= PFA-100 =

Platelet function analyser

The PFA-100 (Platelet Function Assay or Platelet Function Analyser) is a platelet function analyser that aspirates blood in vitro from a blood specimen into disposable test cartridges through a microscopic aperture cut into a biologically active membrane at the end of a capillary. The membrane of the cartridges are coated with collagen and adenosine diphosphate (ADP) or collagen and epinephrine inducing a platelet plug to form which closes the aperture.

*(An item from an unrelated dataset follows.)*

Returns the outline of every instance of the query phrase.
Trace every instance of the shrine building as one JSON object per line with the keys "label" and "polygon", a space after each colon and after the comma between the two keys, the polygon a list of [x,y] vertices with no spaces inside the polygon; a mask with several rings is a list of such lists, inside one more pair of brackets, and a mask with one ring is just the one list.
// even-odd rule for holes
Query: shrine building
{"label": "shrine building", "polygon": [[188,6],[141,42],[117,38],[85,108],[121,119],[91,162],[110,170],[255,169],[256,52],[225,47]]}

The PFA test result is dependent on platelet function, plasma von Willebrand Factor level, platelet
number, and (to some extent) the hematocrit (that is, the percent composition of red blood cells in the sample).
The PFA test is initially performed with the Collagen/Epinepherine membrane. A normal Col/Epi closure time
(<180 seconds) excludes the presence of a significant platelet function defect.
If the Col/Epi closure time is prolonged (>180 seconds), the Col/ADP test is automatically
performed. If the Col/ADP result is normal (<120 seconds), aspirin-induced platelet dysfunction is
most likely.
Prolongation of both test results (Col/Epi >180 seconds, Col/ADP >120 seconds) may indicate
the following;
- Anemia (hematocrit <0.28)
- Thrombocytopenia (platelet count < 100 x 10^{9}/L)
- A significant platelet function defect other than aspirin
Once anemia and thrombocytopenia have been excluded, further evaluation to exclude von
Willebrand disease and inherited/acquired platelet dysfunction can be made.